When we got home I began to search for a new Neurologist. We found one who worked out of Kennedy Krieger Institute and was a neurologist at John Hopkins University also. Dr. James Rubenstein. This guy was wonderful! He was very caring. He listened to all of our concerns. This wonderful doctor had an amazing bed-side manner reminiscent of the old time country doctors. You could see the empathy he felt towards Dylan. He didn’t look at Dylan as just another patient, one more number. No this gentleman was the real deal and he was very caring. He also answered every question or concern that we had. He took extensive notes and would ask us questions too. The other neurologist was like Dr. Jekyll and Mr. Hide. I will just refer him to that name, because, I don’t want a law suit against me for deformation of character, but this other Dr. was completely terrible when it came to Dylan. We had a wonderful first meeting with Dr. Rubenstein and He said that we will continue Dylan on the Keppra and slowly wean him off the Clonazepam, because we were sure that this was making him very lethargic. We went home thinking that we have finally found the right neurologist for Dylan and we were absolutely right.

Dylan didn’t make too much progress as we slowly weaned him off the Clonazepam. He still was very lethargic, but the seizures seemed to only worsen. He was having seizures where he would go into full grand mal seizures and when he came out of them he could no longer walk, or stand. His whole right side was like he was paralyzed. These seizures really frightened us and we noted each and every one that he had. He had also had some that were so severe that we had to give him Diazepam anally to force them to stop. Then he was rushed to the hospital several times to be checked out only to have him released in a few hours. This was very emotionally draining on us.

It was around then I was researching seizures when I first heard the term intractable epilepsy, which meant epilepsy resistant to all drugs. As I was reading about this I also found an article on SUDEP, which is an acronym for Sudden Death in Epilepsy patients. This scared me half to death and I filed it away, I hadn’t wanted to share it with Terri, because, it would only make her cry. Then Unique which was the rare chromosome disorder support group started running an article on children with Idic 15 dying un-expectantly in their sleep. This brought tears to my eyes. I read about a little ten-year old boy who had went to sleep only to never awake the next morning. I didn’t want to tell Terri any of that, but little did I know, she had already read the article. Dylan would never again sleep in his own bed for fear he would have a seizure and we would not hear him. He has been sleeping in our bed ever since.
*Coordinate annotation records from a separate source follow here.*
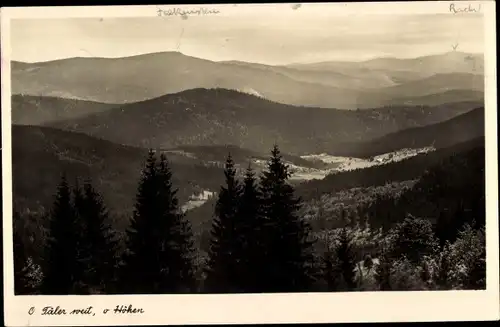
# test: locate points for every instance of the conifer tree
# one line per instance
(249, 228)
(98, 244)
(287, 262)
(346, 260)
(330, 271)
(383, 272)
(159, 258)
(222, 270)
(61, 268)
(24, 282)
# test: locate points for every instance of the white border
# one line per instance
(268, 308)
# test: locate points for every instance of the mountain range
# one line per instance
(341, 85)
(96, 117)
(219, 117)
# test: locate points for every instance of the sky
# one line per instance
(307, 34)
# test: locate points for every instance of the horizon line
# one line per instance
(242, 61)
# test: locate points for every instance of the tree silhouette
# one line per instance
(383, 272)
(159, 256)
(99, 244)
(250, 230)
(224, 259)
(287, 261)
(346, 260)
(61, 267)
(25, 274)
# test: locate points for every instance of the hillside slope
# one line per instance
(37, 110)
(408, 169)
(40, 155)
(459, 129)
(220, 117)
(143, 77)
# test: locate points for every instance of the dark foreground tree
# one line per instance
(222, 274)
(250, 229)
(159, 258)
(383, 272)
(98, 249)
(345, 261)
(26, 274)
(61, 266)
(287, 262)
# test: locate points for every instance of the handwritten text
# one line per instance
(457, 9)
(181, 12)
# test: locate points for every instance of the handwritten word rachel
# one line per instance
(180, 12)
(457, 9)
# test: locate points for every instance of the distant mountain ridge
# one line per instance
(342, 86)
(463, 128)
(219, 116)
(38, 110)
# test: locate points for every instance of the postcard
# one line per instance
(250, 163)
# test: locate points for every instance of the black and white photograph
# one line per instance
(240, 149)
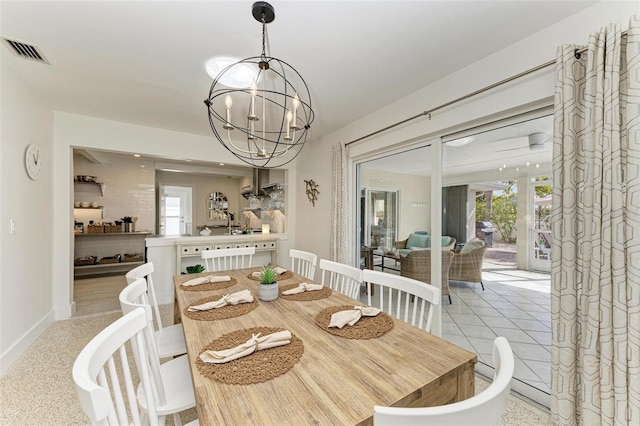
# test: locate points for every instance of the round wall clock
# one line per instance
(33, 161)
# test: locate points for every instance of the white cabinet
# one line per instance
(189, 253)
(194, 249)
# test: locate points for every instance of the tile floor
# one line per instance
(515, 304)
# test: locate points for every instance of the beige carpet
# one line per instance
(38, 388)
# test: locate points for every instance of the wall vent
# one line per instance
(25, 50)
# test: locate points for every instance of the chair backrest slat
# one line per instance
(226, 259)
(341, 278)
(133, 297)
(303, 263)
(98, 377)
(409, 300)
(145, 271)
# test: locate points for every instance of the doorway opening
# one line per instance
(175, 210)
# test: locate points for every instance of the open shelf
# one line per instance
(100, 184)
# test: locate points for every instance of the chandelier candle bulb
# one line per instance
(296, 104)
(228, 103)
(289, 117)
(254, 92)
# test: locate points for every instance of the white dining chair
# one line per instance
(169, 339)
(486, 408)
(303, 263)
(173, 384)
(342, 278)
(225, 259)
(407, 299)
(103, 375)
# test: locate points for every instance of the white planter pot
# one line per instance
(268, 292)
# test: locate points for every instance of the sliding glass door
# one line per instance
(380, 217)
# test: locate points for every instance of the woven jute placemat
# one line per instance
(209, 286)
(365, 328)
(306, 295)
(258, 367)
(280, 277)
(228, 311)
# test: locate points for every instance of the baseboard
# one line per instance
(12, 354)
(66, 312)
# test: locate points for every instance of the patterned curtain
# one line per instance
(339, 234)
(595, 295)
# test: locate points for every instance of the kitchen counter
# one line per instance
(161, 240)
(171, 255)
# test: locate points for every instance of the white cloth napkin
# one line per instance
(352, 316)
(302, 287)
(207, 279)
(278, 270)
(243, 296)
(256, 343)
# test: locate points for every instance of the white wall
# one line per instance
(534, 90)
(26, 301)
(71, 130)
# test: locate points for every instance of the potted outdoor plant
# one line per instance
(268, 286)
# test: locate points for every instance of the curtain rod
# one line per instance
(469, 95)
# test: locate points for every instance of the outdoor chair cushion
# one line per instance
(417, 242)
(472, 245)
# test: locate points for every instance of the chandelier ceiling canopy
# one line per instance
(259, 107)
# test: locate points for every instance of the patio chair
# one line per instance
(467, 263)
(417, 265)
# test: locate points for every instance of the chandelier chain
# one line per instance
(264, 37)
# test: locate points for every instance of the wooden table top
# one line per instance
(337, 380)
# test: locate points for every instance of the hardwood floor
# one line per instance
(97, 295)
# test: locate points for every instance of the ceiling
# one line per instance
(144, 61)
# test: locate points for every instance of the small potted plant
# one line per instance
(268, 286)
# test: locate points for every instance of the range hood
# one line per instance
(260, 184)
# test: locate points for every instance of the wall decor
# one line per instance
(312, 191)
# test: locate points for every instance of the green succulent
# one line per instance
(268, 275)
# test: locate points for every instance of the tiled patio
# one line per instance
(515, 304)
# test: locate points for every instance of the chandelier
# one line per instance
(264, 122)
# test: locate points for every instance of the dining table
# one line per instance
(331, 380)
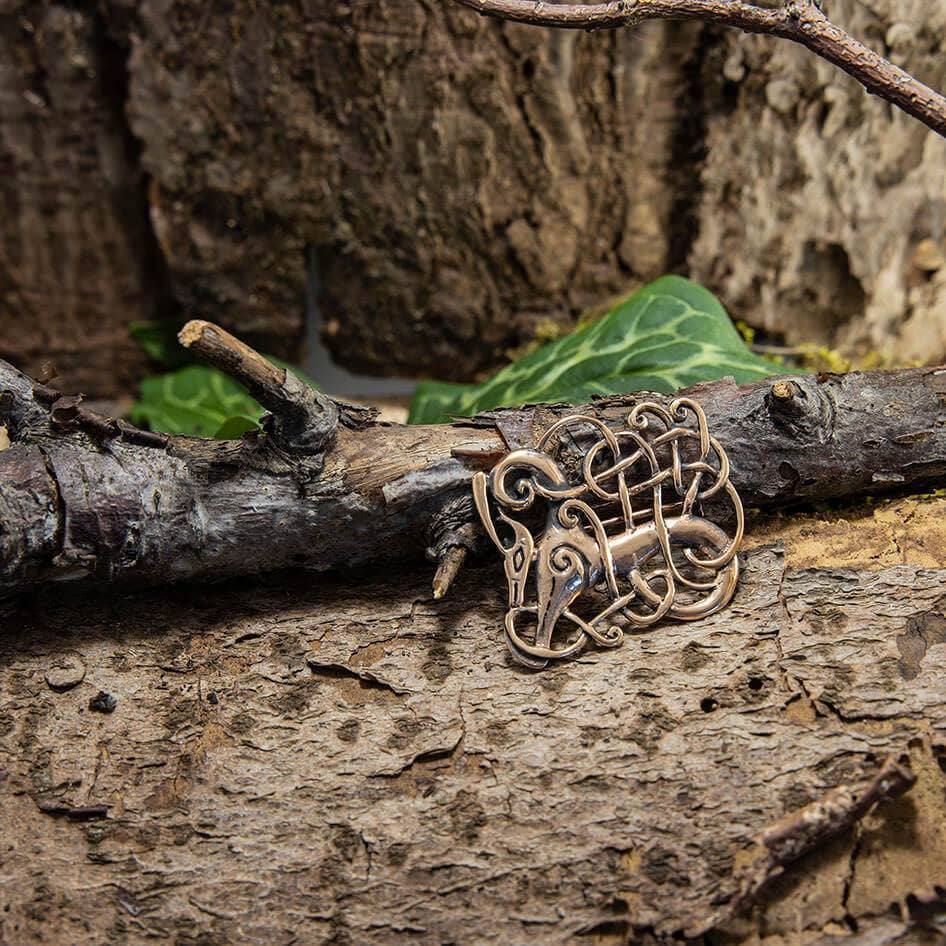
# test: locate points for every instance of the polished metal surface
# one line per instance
(602, 530)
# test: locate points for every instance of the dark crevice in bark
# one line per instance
(688, 149)
(134, 208)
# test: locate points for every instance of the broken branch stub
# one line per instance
(327, 486)
(302, 419)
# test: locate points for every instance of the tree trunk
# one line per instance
(452, 186)
(346, 761)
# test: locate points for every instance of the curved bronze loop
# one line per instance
(659, 560)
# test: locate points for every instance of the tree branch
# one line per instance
(800, 21)
(83, 496)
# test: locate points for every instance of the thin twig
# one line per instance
(302, 419)
(800, 21)
(803, 831)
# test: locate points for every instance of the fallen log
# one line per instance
(325, 485)
(290, 761)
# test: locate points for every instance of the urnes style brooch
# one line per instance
(603, 530)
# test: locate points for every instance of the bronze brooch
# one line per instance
(610, 525)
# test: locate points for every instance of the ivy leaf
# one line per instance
(664, 337)
(158, 338)
(198, 401)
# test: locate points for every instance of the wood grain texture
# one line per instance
(350, 761)
(75, 253)
(118, 510)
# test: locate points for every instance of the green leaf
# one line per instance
(235, 427)
(664, 337)
(195, 401)
(200, 402)
(158, 338)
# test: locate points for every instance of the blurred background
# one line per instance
(415, 191)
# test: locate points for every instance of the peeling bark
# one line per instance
(353, 762)
(326, 486)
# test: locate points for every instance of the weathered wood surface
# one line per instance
(347, 761)
(78, 501)
(454, 186)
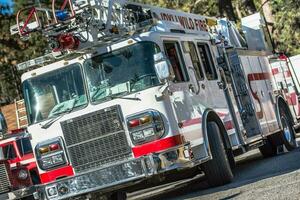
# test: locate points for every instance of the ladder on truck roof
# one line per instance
(80, 24)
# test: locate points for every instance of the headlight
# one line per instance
(51, 154)
(22, 174)
(145, 127)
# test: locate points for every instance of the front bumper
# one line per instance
(118, 175)
(18, 194)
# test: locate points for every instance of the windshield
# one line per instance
(54, 93)
(24, 146)
(123, 71)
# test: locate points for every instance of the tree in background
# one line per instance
(13, 51)
(286, 25)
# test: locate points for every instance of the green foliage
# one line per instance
(13, 51)
(287, 25)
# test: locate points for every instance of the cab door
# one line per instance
(211, 84)
(182, 92)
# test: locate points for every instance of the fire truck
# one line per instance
(130, 92)
(18, 170)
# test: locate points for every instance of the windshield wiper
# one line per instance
(118, 96)
(49, 123)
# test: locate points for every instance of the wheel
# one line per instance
(268, 149)
(288, 134)
(217, 170)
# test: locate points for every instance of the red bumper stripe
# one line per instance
(57, 173)
(157, 145)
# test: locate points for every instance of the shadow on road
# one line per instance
(250, 169)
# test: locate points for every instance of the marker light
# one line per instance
(44, 150)
(134, 123)
(145, 119)
(146, 127)
(54, 147)
(62, 15)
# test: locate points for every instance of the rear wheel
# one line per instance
(268, 149)
(217, 170)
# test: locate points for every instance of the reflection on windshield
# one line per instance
(54, 93)
(121, 72)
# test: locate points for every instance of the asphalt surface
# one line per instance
(255, 178)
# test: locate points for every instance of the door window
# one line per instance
(195, 60)
(175, 56)
(206, 59)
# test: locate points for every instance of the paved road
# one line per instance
(255, 178)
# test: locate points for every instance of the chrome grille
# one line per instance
(96, 139)
(4, 179)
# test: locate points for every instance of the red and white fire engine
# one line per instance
(18, 170)
(132, 91)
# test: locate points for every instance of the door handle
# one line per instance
(198, 85)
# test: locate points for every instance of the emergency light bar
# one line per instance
(38, 61)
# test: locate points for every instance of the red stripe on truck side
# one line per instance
(57, 173)
(157, 145)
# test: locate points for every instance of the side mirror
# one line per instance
(3, 126)
(162, 67)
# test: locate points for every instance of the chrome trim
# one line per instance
(120, 174)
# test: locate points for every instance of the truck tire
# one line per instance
(268, 149)
(288, 133)
(217, 170)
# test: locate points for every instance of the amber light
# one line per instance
(134, 123)
(54, 147)
(44, 150)
(145, 119)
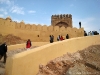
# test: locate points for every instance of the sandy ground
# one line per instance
(82, 62)
(10, 53)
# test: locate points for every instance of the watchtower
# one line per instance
(62, 20)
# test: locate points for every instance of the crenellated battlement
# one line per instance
(26, 31)
(62, 20)
(61, 16)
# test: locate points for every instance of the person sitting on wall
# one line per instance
(28, 44)
(51, 39)
(67, 36)
(61, 38)
(3, 50)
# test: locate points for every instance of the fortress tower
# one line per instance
(62, 20)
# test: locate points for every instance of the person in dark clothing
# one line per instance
(67, 36)
(51, 39)
(3, 50)
(28, 44)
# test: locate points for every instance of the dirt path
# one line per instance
(10, 53)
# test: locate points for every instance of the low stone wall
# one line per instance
(27, 63)
(13, 47)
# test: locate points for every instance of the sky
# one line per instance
(40, 11)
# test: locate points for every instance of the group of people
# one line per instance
(3, 49)
(91, 33)
(60, 38)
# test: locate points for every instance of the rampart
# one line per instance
(27, 63)
(36, 32)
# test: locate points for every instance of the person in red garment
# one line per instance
(28, 44)
(61, 38)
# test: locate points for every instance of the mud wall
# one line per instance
(17, 46)
(27, 63)
(35, 32)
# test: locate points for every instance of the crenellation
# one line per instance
(61, 24)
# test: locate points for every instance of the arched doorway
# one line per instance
(60, 24)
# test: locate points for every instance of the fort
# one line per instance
(27, 62)
(60, 25)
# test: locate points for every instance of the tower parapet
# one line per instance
(62, 20)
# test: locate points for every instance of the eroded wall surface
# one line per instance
(36, 32)
(27, 63)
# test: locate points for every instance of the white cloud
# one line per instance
(8, 2)
(18, 10)
(1, 15)
(12, 6)
(3, 11)
(31, 11)
(71, 5)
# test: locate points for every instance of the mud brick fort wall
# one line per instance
(60, 25)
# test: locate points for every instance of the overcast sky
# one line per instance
(40, 11)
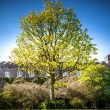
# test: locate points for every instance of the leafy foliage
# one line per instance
(52, 39)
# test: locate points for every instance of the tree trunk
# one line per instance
(52, 78)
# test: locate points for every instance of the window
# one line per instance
(19, 74)
(31, 75)
(7, 74)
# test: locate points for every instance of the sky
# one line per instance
(93, 15)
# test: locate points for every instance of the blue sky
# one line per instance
(93, 14)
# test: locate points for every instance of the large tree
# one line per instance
(52, 39)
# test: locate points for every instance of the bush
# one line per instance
(76, 103)
(29, 94)
(56, 104)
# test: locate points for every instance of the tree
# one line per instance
(52, 39)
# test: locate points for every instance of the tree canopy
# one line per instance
(50, 39)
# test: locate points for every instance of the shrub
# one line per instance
(28, 94)
(76, 103)
(56, 104)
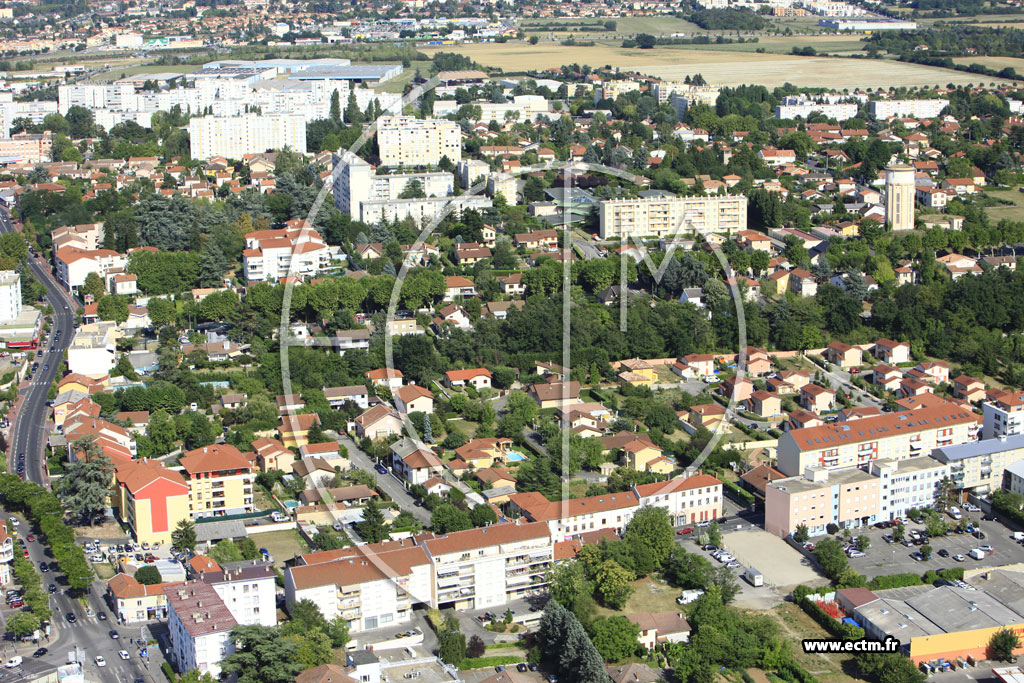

Parents shouldn’t have to fear these things, but this is the cruel hand that fate has dealt us. We could sit back and be passive victims or we could take this fight on tooth and nail being proactive and gaining as much knowledge as we could possibly gain. Dylan needed us to be the best parents that we could be and that is exactly what we were going to do! We would never give up on him! Surrender was not an option! We were only getting started on this fight and I’ll be damned if we weren’t going to do everything in our power to make sure Dylan would fight this too! (To be continued.)